The Book of Martyrs was among the most important English Reformation works. In its effect on the religious ideas of English Protestants, it ranks behind only the English Bible and the Book of Common Prayer It went through nine editions between 1563 and 1684, with later editions generally becoming longer and more complete. Foxe emphasized the role of the English church in the “Latter and Perilous Days” in which he believed he was living, but he also recognized the contributions of European reformers to the purifying of the church.
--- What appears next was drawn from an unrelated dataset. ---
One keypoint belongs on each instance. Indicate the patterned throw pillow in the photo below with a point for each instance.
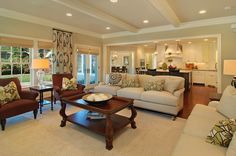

Foxe’s work is the best-known of the books of martyrs, but it was part of a larger tradition. Both Protestant and Catholic authors wrote and compiled histories of their martyrs. These works, written in vernacular languages, emphasized the evil done by members of opposing churches and helped shape popular conceptions of religion.

Further reading: Patrick Collinson, “Foxe, John,” in The Oxford Encyclopedia of the Reformation, vol. 2, ed. Hans J. Hillerbrand (New York: Oxford University Press, 1996), 122-123; Jean-Franqois Gilmont, “Books of Martyrs,” in The Oxford Encyclopedia of the Reformation, vol. 1, ed. Hans

J. Hillerbrand (New York: Oxford University Press, 1996), 195-200; D. M. Loades, The Oxford Martyrs (London: B. T. Batsford, 1970); V. Norskov Olsen, John Foxe and the Elizabethan Church (Berkeley: University of California Press, 1973); Helen C. White, Tudor Books of Saints and Martyrs (Madison: University of Wisconsin Press, 1963).